India has been under international pressure in recent months to reduce tensions along its Pakistan border particularly Kashmir so that Islamabad could focus on fighting the Taliban on its western border with Afghanistan.
But military analysts said the slight thinning of troops in the Jammu region was linked with ongoing efforts to resume talks with Kashmir's separatist All Parties Hurriyat Conference rather than extending an olive branch to Pakistan.
VICTORY TO THEM: Soldiers hold their weapons after a gunbattle against terrorists in Srinagar.
Kashmiri separatists urged New Delhi to pull out troops, release prisoners and end alleged human rights violations after the Indian government offered to resume talks this month to end a two-decade insurgency.
A military spokesman said one army division was being moved in a phased manner since September from the border districts of Rajouri and Poonch because of improvement in the security situation. It wasn't clear if these were troops deployed on the border or on internal security duties.
"The readjustment and relocation of troops is subject to security reviews and periodic assessment of ground situation," Lt. Col. Biplab Nath said.
The troops who are being moved out are in the Jammu region and not the Kashmir Valley which is the centre of the revolt.
Violence is now at its lowest in Kashmir since a separatist insurgency in the region broke out in 1989, but officials say incidents of "infiltration" of militants from Pakistan have risen over the past few months.
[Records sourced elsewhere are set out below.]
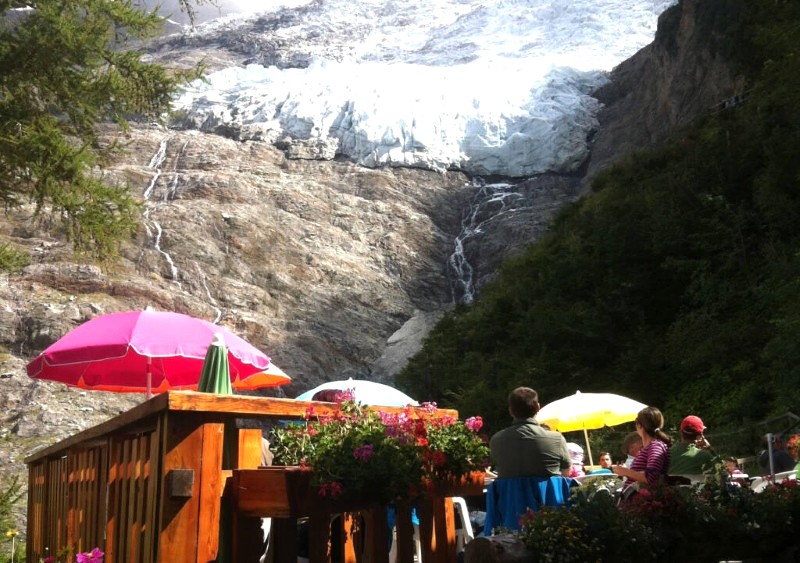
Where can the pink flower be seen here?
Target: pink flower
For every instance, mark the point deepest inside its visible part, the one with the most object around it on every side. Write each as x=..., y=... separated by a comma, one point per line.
x=94, y=556
x=474, y=423
x=363, y=452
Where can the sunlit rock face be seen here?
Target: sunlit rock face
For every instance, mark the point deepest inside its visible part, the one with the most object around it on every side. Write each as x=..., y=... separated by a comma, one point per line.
x=335, y=248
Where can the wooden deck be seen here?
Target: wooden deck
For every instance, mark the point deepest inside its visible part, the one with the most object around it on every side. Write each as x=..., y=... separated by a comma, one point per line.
x=148, y=486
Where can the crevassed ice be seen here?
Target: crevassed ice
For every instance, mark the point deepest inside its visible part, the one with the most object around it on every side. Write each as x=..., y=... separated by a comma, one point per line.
x=488, y=87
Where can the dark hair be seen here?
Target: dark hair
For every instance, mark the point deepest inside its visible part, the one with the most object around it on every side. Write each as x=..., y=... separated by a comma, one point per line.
x=630, y=439
x=523, y=402
x=652, y=421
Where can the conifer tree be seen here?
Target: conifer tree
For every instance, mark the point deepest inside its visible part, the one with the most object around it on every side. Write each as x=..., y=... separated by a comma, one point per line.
x=68, y=68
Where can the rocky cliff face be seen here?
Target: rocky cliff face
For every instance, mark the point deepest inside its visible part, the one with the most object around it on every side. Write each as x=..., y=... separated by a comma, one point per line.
x=684, y=74
x=332, y=269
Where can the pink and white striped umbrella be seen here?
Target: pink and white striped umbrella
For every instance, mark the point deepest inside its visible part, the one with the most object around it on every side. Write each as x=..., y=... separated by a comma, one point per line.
x=148, y=351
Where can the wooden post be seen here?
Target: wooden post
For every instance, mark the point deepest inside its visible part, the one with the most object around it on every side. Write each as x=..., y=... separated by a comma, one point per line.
x=189, y=527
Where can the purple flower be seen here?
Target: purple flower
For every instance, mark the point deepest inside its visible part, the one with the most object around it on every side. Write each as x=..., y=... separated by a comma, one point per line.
x=94, y=556
x=474, y=423
x=363, y=452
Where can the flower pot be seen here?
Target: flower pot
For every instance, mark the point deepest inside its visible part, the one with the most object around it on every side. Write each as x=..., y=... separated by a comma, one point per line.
x=470, y=484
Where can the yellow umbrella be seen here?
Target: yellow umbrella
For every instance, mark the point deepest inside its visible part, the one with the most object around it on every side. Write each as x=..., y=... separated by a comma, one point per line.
x=588, y=411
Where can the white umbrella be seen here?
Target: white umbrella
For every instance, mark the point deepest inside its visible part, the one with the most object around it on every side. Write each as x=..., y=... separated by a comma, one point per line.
x=366, y=392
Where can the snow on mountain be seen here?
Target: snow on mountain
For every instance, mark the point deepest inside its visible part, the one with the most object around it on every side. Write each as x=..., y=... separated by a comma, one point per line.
x=499, y=87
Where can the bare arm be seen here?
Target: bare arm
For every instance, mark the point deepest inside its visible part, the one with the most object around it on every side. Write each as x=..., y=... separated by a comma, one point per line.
x=623, y=471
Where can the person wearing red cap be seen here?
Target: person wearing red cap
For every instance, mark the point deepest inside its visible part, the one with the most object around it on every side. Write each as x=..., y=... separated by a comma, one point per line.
x=693, y=454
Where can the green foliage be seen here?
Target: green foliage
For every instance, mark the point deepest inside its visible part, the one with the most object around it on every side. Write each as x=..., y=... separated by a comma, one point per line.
x=675, y=282
x=70, y=66
x=712, y=522
x=10, y=494
x=357, y=452
x=12, y=259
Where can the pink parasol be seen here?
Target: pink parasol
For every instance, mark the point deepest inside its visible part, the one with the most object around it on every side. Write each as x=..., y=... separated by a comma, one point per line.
x=148, y=351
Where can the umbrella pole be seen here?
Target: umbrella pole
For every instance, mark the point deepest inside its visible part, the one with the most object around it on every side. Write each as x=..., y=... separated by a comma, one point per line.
x=588, y=447
x=149, y=391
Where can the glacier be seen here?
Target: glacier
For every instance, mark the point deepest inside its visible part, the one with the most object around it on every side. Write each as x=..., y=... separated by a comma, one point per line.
x=490, y=88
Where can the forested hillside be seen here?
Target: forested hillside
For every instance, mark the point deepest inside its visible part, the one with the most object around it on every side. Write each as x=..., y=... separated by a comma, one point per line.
x=676, y=281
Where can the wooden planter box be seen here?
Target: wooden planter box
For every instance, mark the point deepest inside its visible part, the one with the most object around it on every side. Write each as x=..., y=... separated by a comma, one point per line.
x=286, y=494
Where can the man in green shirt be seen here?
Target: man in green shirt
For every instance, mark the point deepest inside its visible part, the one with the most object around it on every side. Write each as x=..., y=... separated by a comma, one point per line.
x=692, y=454
x=525, y=449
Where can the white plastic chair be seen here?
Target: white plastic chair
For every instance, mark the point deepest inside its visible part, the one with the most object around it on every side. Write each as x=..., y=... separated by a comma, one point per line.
x=417, y=546
x=758, y=484
x=464, y=533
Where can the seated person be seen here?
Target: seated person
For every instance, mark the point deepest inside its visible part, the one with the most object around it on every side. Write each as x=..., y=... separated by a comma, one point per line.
x=652, y=463
x=631, y=445
x=532, y=465
x=735, y=474
x=693, y=454
x=576, y=455
x=525, y=449
x=605, y=465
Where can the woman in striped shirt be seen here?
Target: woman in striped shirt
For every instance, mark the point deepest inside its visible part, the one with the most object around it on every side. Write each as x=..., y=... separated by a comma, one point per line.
x=652, y=463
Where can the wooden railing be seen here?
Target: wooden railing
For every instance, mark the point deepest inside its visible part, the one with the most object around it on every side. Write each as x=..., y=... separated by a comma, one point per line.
x=148, y=485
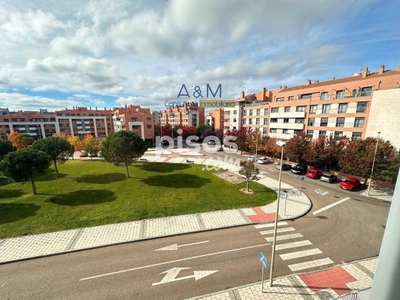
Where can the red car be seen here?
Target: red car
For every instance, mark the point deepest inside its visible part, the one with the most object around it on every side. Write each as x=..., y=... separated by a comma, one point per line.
x=313, y=173
x=350, y=184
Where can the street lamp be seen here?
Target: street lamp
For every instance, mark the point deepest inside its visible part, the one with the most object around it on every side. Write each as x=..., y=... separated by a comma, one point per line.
x=373, y=164
x=280, y=144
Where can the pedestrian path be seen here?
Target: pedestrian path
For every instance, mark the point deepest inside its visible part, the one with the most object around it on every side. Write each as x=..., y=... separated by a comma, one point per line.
x=327, y=284
x=292, y=246
x=39, y=245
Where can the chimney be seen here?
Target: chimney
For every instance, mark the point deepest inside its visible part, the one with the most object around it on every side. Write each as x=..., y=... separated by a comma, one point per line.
x=364, y=73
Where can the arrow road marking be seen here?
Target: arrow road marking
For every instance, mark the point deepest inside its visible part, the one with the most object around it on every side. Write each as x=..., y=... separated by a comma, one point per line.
x=175, y=261
x=176, y=246
x=170, y=275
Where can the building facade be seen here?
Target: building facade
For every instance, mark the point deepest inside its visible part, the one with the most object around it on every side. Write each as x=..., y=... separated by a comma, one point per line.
x=338, y=107
x=136, y=119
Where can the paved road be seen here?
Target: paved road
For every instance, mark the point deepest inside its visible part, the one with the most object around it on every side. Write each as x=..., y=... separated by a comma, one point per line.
x=226, y=258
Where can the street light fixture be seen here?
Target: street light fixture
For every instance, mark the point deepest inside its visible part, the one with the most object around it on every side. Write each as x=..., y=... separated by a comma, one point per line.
x=280, y=144
x=373, y=165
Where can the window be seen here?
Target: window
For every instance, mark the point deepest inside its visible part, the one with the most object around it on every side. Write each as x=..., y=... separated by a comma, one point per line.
x=313, y=109
x=326, y=108
x=340, y=122
x=359, y=122
x=362, y=106
x=356, y=136
x=338, y=135
x=342, y=108
x=340, y=94
x=274, y=109
x=300, y=108
x=366, y=91
x=306, y=96
x=324, y=96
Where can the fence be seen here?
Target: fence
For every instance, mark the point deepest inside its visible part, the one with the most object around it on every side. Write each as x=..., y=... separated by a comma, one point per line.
x=358, y=295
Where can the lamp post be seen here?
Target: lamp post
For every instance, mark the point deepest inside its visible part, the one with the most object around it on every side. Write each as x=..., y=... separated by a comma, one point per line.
x=373, y=164
x=280, y=144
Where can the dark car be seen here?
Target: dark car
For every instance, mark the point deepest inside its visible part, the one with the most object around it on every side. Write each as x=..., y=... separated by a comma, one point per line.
x=285, y=167
x=350, y=184
x=299, y=169
x=313, y=173
x=328, y=177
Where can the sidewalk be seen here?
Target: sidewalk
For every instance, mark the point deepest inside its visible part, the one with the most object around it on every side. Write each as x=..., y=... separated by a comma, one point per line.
x=39, y=245
x=319, y=285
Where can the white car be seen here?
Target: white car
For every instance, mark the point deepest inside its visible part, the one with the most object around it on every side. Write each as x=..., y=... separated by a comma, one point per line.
x=262, y=160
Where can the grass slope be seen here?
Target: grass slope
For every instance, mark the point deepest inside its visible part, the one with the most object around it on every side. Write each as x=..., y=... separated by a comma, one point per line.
x=90, y=193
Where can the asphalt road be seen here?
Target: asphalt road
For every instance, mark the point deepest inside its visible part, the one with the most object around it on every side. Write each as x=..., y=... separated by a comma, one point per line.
x=203, y=262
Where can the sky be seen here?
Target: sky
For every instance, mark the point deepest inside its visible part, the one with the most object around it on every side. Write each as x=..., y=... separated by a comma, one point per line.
x=110, y=53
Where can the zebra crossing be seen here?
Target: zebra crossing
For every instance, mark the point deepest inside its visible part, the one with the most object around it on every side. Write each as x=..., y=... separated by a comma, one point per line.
x=293, y=250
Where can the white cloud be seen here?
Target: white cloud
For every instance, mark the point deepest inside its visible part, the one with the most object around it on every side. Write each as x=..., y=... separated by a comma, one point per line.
x=17, y=101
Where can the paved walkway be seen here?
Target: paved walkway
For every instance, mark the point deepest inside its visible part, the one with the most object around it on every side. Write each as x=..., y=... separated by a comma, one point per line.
x=319, y=285
x=39, y=245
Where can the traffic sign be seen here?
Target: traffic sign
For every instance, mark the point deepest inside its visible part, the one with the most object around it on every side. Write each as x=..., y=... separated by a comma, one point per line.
x=263, y=260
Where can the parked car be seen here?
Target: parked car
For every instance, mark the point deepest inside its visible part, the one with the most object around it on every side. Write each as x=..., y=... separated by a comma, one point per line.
x=262, y=160
x=328, y=177
x=314, y=174
x=285, y=167
x=299, y=169
x=350, y=184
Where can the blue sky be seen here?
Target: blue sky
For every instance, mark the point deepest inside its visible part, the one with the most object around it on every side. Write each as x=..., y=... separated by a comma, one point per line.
x=109, y=53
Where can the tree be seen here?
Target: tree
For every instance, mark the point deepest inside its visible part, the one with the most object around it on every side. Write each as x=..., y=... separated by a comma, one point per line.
x=57, y=148
x=18, y=140
x=123, y=147
x=297, y=146
x=24, y=165
x=248, y=170
x=90, y=145
x=241, y=137
x=5, y=147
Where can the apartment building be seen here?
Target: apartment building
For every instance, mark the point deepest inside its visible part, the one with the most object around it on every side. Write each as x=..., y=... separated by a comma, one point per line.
x=188, y=114
x=135, y=118
x=338, y=107
x=77, y=121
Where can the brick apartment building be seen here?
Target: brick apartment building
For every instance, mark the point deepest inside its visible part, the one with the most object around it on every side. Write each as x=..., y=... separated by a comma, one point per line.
x=77, y=121
x=189, y=114
x=135, y=118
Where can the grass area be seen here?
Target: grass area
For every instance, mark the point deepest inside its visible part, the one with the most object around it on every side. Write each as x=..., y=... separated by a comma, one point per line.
x=90, y=193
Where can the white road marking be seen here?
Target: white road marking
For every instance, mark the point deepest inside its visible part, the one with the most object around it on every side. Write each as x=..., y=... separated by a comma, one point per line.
x=292, y=245
x=330, y=206
x=285, y=237
x=298, y=254
x=176, y=246
x=170, y=275
x=269, y=225
x=278, y=230
x=172, y=261
x=310, y=264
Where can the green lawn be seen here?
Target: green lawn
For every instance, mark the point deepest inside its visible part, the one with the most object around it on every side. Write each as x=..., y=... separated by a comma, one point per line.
x=90, y=193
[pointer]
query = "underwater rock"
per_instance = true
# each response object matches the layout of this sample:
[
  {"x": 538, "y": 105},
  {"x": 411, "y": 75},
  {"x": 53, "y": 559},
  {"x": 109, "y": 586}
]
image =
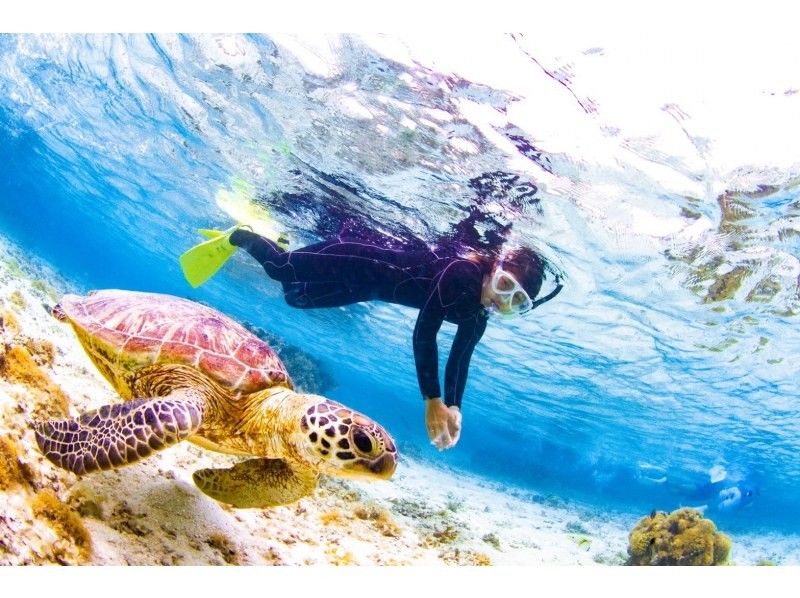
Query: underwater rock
[{"x": 684, "y": 537}]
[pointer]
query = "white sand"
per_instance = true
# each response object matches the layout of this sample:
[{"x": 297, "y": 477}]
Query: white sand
[{"x": 151, "y": 512}]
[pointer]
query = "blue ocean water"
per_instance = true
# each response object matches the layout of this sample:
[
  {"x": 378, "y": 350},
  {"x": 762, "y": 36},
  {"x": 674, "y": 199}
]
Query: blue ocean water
[{"x": 663, "y": 375}]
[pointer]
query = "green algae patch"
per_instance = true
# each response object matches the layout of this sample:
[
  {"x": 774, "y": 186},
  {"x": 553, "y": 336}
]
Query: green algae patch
[
  {"x": 66, "y": 523},
  {"x": 13, "y": 472}
]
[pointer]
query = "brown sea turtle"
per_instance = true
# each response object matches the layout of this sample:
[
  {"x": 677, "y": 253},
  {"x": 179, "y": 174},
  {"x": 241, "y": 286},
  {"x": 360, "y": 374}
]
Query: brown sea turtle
[{"x": 187, "y": 372}]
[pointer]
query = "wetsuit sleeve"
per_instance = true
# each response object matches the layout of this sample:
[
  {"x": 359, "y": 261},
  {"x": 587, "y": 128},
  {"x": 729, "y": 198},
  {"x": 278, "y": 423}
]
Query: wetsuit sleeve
[
  {"x": 460, "y": 294},
  {"x": 426, "y": 353},
  {"x": 455, "y": 375}
]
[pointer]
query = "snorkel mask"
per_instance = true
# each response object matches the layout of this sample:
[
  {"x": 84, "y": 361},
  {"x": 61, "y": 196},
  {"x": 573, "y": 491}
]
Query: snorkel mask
[{"x": 515, "y": 300}]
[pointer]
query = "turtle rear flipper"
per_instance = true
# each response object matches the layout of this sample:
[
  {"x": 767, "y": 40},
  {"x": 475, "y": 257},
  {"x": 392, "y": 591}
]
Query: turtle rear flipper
[
  {"x": 257, "y": 483},
  {"x": 119, "y": 434}
]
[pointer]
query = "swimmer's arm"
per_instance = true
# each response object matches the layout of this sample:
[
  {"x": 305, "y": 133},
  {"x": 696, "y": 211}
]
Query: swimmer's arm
[
  {"x": 426, "y": 352},
  {"x": 457, "y": 369}
]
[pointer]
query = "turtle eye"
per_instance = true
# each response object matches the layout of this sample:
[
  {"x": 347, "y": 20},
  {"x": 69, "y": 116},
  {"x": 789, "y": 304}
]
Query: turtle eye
[{"x": 363, "y": 441}]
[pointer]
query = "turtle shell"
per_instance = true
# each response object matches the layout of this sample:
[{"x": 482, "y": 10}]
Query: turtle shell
[{"x": 125, "y": 330}]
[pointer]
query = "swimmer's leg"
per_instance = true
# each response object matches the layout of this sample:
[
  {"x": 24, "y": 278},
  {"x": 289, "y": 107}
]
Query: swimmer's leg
[
  {"x": 347, "y": 263},
  {"x": 269, "y": 254}
]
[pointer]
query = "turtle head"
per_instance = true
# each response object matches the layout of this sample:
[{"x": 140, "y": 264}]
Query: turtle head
[{"x": 345, "y": 443}]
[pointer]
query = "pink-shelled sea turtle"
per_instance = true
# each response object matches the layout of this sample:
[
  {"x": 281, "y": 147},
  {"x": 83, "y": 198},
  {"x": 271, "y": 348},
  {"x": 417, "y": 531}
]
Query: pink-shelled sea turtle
[{"x": 188, "y": 372}]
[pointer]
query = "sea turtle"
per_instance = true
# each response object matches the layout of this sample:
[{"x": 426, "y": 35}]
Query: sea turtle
[{"x": 187, "y": 372}]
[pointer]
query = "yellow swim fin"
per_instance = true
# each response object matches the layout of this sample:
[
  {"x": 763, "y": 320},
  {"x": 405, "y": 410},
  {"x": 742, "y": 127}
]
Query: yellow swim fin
[
  {"x": 210, "y": 233},
  {"x": 202, "y": 261}
]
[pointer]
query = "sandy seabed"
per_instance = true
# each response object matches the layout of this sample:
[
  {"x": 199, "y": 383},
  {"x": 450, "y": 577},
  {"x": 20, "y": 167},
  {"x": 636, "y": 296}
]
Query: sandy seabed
[{"x": 151, "y": 513}]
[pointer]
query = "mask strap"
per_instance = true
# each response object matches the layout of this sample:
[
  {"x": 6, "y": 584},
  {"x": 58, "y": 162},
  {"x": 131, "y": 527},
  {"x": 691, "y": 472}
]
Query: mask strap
[{"x": 549, "y": 296}]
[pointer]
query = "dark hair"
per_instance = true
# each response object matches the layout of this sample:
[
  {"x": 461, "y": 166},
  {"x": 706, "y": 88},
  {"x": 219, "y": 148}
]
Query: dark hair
[{"x": 528, "y": 268}]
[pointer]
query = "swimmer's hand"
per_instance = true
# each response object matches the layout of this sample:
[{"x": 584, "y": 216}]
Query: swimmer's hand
[{"x": 443, "y": 423}]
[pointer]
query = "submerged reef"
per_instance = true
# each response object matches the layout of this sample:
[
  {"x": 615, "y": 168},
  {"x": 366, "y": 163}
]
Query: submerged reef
[{"x": 684, "y": 537}]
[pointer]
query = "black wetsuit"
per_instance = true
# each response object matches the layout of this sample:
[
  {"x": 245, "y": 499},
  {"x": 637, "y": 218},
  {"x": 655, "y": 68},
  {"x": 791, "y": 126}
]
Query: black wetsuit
[{"x": 347, "y": 270}]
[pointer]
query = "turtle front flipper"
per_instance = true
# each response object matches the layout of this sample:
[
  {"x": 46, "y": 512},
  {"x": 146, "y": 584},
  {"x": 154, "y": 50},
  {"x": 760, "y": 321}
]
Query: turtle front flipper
[
  {"x": 117, "y": 435},
  {"x": 257, "y": 483}
]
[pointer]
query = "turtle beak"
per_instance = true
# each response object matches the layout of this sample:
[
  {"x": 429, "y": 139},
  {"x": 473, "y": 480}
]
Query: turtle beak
[
  {"x": 381, "y": 468},
  {"x": 384, "y": 466}
]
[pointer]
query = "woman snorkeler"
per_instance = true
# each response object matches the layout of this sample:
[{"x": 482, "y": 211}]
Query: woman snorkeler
[{"x": 444, "y": 285}]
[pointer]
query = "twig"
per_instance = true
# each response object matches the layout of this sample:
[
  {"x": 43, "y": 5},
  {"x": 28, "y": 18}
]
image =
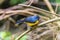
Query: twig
[{"x": 52, "y": 20}]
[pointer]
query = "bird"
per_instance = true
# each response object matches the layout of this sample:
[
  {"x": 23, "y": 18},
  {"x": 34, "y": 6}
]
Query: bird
[
  {"x": 9, "y": 3},
  {"x": 30, "y": 20}
]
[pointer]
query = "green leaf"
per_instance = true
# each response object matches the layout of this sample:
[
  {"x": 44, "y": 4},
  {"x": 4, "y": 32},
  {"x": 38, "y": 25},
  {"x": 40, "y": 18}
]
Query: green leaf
[{"x": 4, "y": 34}]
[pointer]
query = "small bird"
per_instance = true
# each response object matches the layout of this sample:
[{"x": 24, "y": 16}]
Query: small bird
[
  {"x": 30, "y": 21},
  {"x": 9, "y": 3}
]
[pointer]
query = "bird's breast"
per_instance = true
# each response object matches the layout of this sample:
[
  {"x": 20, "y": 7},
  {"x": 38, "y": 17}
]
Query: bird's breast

Ashok Mehta, a retired general and New Delhi-based strategic analyst, said the removal of troops was a goodwill gesture aimed at Kashmiri groups.
"The current de-induction of troops has nothing to do with the Afghanistan war," he said.
The announcement of the troop movement came as Prime Minister Manmohan Singh who is touring Kashmir said the security of the disputed region must rest in the hands of police.
"The responsibility for maintaining law and order in the state will be increasingly devolved on the Jammu and Kashmir police," he said.
India moved about 4,000 soldiers from its Pakistan border in Kashmir in March. There are an estimated half a million Indian security personnel, including soldiers, deployed in Kashmir.
"Deployment and redeployment is based on threat perceptions and this particular army division has moved out as the situation is better," said Col S. Om Singh, another army spokesman.
A faction of the All Parties Hurriyat Conference began a dialogue with the government in 2004, the first since the beginning of the insurgency, but it broke down two years later.